Training Meeting on Improving safety in the mountains in non-winter month

21. February-2. March 2020.
Balea Lac, Fogaras mountains, Romania
Aim of the meeting was to share experiences, knowledge and practices on how to increase winter mountain safety for ski alpinism and related activities and how to increase awareness and improve winter mountaineering training. The speciality of the meeting was that it was led by two members of HSMA who are also internationally certified avalanche education instructors of the American Avalanche Association, making it possible that upon successful completion of the Meeting the participants could earn the Avalanche Science REC Level 1+ certificate of the American Avalanche Association. This is the first stage of one of the most high level avalanche educations around the world. All participants have successfully earned the certificate. The main format of the meeting were lectures and joint trainings led by the instructors. However the meeting also included a number of workshops where the participants themself shared their own experiences on set topics. Due to the number of participants and the nature of the REC1+ training (allowing only a maximum of 6:1 participant to instructor ratio) the Meeting was conducted in two parts. In the first part one half of the participants took the training, while the second part of the participants attended the workshops. Then at the middle of the Meeting the groups exchanged tasks.

One participants review of the training sessions 

(by Gergo Santha, leader of the Hungarian Mountaineering Education committee, ski alpinist and climber)

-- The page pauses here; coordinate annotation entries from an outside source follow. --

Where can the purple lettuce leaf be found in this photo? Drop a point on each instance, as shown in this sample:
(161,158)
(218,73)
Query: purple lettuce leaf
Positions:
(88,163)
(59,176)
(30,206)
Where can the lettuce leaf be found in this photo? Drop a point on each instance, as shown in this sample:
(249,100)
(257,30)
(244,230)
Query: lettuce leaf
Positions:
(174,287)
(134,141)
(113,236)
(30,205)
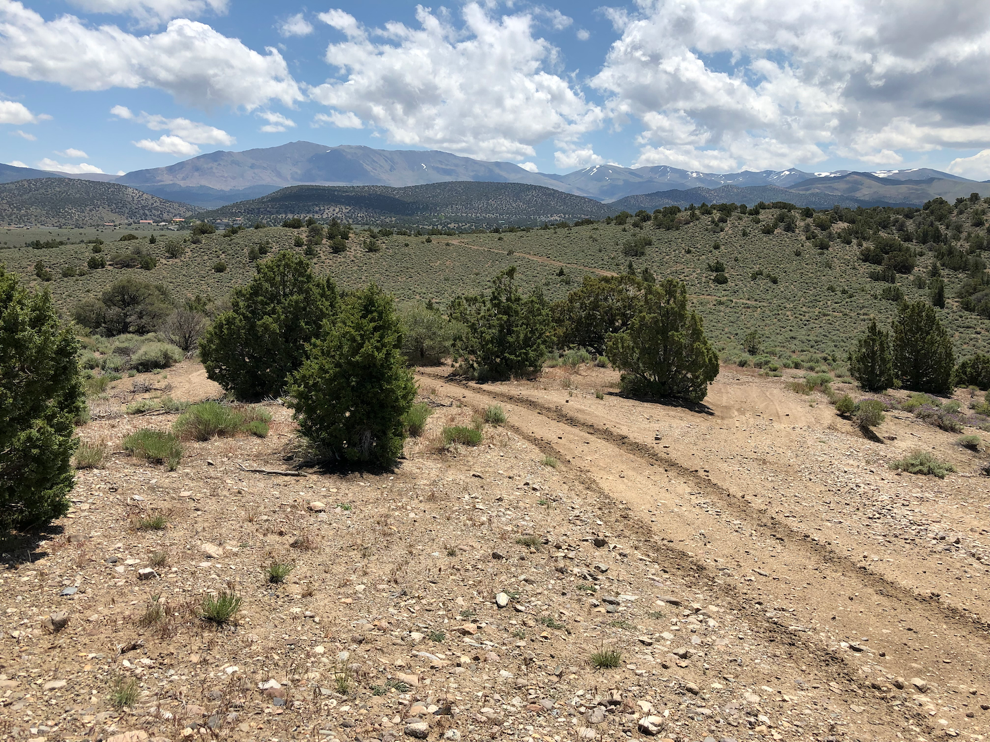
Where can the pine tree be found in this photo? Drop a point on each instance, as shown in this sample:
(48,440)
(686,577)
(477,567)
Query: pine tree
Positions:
(870,363)
(353,391)
(664,352)
(40,398)
(923,357)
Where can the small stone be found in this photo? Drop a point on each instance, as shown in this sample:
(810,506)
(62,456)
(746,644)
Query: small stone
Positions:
(56,621)
(212,551)
(137,735)
(418,730)
(650,725)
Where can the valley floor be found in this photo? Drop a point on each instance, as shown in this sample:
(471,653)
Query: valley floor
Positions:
(762,570)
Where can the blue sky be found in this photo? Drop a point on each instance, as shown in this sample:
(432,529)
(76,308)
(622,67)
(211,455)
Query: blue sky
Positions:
(714,85)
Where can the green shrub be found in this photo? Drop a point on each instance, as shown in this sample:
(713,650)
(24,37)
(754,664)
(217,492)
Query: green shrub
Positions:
(869,413)
(208,420)
(353,392)
(155,446)
(156,355)
(665,353)
(220,609)
(462,435)
(495,415)
(415,419)
(972,442)
(252,349)
(41,395)
(427,336)
(923,462)
(845,405)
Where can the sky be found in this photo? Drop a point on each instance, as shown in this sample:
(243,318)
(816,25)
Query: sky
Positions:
(714,85)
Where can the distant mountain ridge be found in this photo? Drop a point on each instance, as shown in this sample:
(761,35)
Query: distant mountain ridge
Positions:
(219,178)
(66,202)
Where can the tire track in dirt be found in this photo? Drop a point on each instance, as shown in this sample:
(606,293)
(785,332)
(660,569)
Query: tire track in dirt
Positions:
(818,582)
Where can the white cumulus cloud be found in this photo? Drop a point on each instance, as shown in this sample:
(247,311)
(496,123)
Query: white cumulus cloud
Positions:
(295,25)
(976,167)
(12,112)
(52,165)
(169,145)
(483,87)
(190,60)
(153,12)
(726,84)
(276,122)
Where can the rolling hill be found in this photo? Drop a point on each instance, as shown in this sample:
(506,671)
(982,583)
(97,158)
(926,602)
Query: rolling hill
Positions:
(65,202)
(437,204)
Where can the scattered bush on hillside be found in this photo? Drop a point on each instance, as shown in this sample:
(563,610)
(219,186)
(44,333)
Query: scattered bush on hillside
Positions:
(252,349)
(664,352)
(871,363)
(922,350)
(506,334)
(40,398)
(129,305)
(603,306)
(352,394)
(154,356)
(427,336)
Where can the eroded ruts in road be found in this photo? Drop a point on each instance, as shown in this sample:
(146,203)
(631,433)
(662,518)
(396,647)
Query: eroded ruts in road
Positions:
(837,611)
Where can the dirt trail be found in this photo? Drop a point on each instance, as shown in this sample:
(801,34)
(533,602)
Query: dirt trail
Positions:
(806,586)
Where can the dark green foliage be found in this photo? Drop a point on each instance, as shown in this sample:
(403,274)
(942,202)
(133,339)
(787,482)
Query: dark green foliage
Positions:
(664,352)
(974,371)
(253,348)
(40,398)
(923,357)
(506,334)
(871,363)
(604,305)
(427,336)
(353,392)
(129,305)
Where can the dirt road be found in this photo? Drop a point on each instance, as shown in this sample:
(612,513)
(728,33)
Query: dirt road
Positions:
(761,531)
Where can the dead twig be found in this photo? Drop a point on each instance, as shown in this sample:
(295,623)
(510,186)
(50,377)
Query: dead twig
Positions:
(271,471)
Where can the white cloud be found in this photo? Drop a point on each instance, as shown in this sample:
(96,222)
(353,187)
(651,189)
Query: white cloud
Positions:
(573,159)
(295,25)
(153,12)
(276,122)
(340,120)
(52,165)
(12,112)
(189,60)
(183,133)
(480,88)
(169,145)
(976,167)
(732,83)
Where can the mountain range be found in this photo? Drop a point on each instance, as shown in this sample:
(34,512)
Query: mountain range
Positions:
(218,179)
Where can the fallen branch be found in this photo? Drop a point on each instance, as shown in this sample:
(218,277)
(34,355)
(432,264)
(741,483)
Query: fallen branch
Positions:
(272,471)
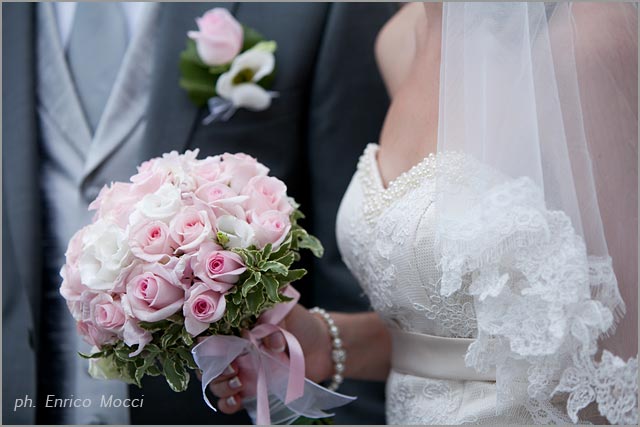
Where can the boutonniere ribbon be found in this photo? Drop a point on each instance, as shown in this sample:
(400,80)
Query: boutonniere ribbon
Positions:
(227,66)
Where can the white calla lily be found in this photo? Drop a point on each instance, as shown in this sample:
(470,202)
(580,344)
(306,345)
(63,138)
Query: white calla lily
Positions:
(239,84)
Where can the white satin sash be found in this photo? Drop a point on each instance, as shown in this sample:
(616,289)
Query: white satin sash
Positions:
(430,356)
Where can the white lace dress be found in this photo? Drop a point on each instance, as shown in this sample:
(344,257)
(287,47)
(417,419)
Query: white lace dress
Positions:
(386,237)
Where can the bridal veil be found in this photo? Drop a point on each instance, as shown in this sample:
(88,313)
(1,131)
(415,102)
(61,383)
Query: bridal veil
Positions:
(542,100)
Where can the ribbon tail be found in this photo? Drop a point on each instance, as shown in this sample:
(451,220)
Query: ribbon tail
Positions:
(213,355)
(262,395)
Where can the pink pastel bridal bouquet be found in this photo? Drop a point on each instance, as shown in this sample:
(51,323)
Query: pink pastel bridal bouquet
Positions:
(188,266)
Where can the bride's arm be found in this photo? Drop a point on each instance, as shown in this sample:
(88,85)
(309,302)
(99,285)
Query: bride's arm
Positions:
(396,45)
(364,337)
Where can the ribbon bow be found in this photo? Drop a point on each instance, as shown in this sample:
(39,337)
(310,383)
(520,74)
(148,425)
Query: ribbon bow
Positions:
(285,382)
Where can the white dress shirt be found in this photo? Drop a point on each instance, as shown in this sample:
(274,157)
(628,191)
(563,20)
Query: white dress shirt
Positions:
(65,11)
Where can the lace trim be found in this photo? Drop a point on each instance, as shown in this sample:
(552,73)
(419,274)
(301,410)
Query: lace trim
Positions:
(533,284)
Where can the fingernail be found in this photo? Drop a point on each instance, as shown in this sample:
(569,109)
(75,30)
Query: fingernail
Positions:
(235,383)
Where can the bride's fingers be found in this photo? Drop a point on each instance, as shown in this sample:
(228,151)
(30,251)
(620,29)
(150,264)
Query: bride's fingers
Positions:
(226,388)
(230,372)
(230,404)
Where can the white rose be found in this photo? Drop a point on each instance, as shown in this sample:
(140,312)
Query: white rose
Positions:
(239,232)
(161,205)
(105,256)
(239,84)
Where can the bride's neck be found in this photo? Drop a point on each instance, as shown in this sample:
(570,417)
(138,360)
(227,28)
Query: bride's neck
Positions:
(429,32)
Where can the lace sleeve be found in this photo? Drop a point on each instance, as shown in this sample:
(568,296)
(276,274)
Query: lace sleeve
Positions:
(541,303)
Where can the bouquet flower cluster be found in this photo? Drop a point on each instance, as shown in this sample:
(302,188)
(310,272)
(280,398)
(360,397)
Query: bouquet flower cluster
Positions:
(187,249)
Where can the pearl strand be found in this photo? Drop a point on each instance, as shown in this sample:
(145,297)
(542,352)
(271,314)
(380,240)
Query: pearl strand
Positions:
(338,353)
(378,198)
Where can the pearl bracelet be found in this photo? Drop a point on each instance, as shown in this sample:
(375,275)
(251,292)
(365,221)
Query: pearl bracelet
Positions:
(338,353)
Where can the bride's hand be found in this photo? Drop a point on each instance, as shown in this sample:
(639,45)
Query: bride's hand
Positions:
(313,335)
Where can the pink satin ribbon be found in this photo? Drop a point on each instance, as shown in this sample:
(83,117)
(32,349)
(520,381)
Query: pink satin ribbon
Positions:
(219,346)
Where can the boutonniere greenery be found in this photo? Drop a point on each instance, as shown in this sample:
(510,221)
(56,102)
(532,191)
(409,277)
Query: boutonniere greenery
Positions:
(227,66)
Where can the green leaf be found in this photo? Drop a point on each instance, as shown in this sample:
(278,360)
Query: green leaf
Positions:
(251,38)
(155,326)
(266,46)
(175,374)
(171,335)
(152,348)
(271,285)
(237,298)
(250,283)
(220,69)
(186,338)
(154,371)
(307,241)
(123,354)
(142,369)
(187,357)
(283,249)
(196,77)
(296,215)
(255,300)
(266,251)
(232,313)
(276,267)
(92,355)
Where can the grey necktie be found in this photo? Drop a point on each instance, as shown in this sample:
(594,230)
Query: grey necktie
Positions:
(97,44)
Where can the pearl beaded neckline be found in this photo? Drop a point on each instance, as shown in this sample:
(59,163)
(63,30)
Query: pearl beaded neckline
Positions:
(377,197)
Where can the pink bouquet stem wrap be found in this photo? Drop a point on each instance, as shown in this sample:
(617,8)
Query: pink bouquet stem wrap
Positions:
(280,381)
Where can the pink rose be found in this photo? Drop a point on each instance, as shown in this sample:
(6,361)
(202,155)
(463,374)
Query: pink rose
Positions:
(189,228)
(151,242)
(107,313)
(270,227)
(95,335)
(210,170)
(154,294)
(220,37)
(202,308)
(241,168)
(115,202)
(218,268)
(221,199)
(267,193)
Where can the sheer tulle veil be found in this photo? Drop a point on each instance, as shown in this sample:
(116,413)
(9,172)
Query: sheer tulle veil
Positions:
(540,103)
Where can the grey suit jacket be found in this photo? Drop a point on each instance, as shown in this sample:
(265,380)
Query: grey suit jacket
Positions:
(332,102)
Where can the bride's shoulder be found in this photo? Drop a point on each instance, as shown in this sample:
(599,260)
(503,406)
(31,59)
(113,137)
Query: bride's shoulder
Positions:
(396,45)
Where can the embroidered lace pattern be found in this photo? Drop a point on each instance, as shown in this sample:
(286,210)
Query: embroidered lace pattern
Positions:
(505,268)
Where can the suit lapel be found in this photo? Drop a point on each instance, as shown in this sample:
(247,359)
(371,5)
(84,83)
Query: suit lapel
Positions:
(172,116)
(128,100)
(21,195)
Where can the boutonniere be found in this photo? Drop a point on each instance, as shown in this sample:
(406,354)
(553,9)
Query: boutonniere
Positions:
(227,66)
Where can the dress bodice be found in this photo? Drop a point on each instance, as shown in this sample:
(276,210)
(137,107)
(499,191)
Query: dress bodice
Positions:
(386,237)
(501,269)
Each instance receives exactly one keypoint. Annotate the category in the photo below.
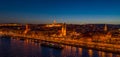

“What I have learned from the course:
I attended the Avalanche Science REC Level 1+ and Avalanche trainings this February. The two courses were held together. First of all, I now have a better understanding of snowpack layers. I learned the fundamentals of snow formation and growth in the atmosphere. After these fundamentals, I learned about snow metamorphism, bond formation and several forms of snow crystals, from newly fallen snow to faceted snow crystals. The next step was understanding the key parameters in avalanche activity: critical slope angles, precipitation and wind and also how these parameters would be effecting the energy balance of the snowpack. With the knowledge of snowpack layering and key parameters I learned how to classify different types of avalanches and their destructivity. I have been also introduced to avalanche hazard awareness and assessment methods. I learned to use the ‘Bitacora’, the field book, which proved to be an invaluable tool to put the hazard assessment into a structured perspective. One the most essential tools of hazard assessment are the snow pits and based on the observed results which type of snow pit test should be used. My instructors had taught me how to carry out a snow pit test the correct way. I learned to evaluate layer hardness, measure temperatures along the cross section and calculate temperature gradients as primary driving forces of snow metamorphism. Secondly, I’ve been practicing the proper avalanche rescue techniques. I learned the correct way of probing and the usage of the avalanche beacon in single/mulitple buried victim situations with or without using the multiple burial function (flagging) of our devices. I have practiced searching single and multiple victims in white-out conditions.
After taking the course, I can’t say I’m professional about it but at least I know some fundamental knowledge.”